Suppose $f$ is an isometric (i.e., distance preserving) function on $\mathbb{E}^2$ such that $f(0,0) = (0,0)$. Then I want to show that $f$ is necessarily linear. Now $f$ is linear iff $f$ is both additive and homogenous. The following is an attempted proof for the homogeneity of f (missing the last step); still more, I have no idea how to argue for the additivity of $f$. Any ideas?

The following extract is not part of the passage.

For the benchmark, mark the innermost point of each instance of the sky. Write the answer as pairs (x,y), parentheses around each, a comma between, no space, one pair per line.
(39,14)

Let $x \in \mathbb{E}^2$ and $\alpha \in \mathbb{R}$
We know that $\forall x \in \mathbb{E}^2$, $\Vert x - 0 \Vert = \Vert f(x) - f(0)\Vert = \Vert f(x) - 0 \Vert$ so that $\Vert x\Vert = \Vert f(x)\Vert$.
From this we immediately have the following facts:
$\Vert x \Vert = \Vert f(x) \Vert$
$\Vert \alpha x \Vert = \Vert f(\alpha x) \Vert$
We can then argue that since $\Vert \alpha x\Vert = |\alpha| \Vert x \Vert = |\alpha| \Vert f(x) \Vert = \Vert \alpha f(x) \Vert$, we also have that $\Vert f(\alpha x) \Vert = \Vert \alpha f(x)\Vert$.
Finally, we have that
$\Vert \alpha x - x \Vert = \Vert \alpha f(x) - f(x) \Vert$
iff $ \Vert (\alpha - 1)x \Vert = \Vert (\alpha - 1) f(x) \Vert$
iff $|\alpha - 1| \Vert x \Vert = |\alpha - 1| \Vert f(x) \Vert$
Since the last of these statements is in fact true, we now have $\Vert \alpha x - x \Vert = \Vert \alpha f(x) - f(x) \Vert$ as desired.
Now at this point it seems like I have all of the facts required to assert that $f(\alpha x) = \alpha f(x)$, but I can't figure out how to formally state why without illegally appealing to visual intuition. Any ideas?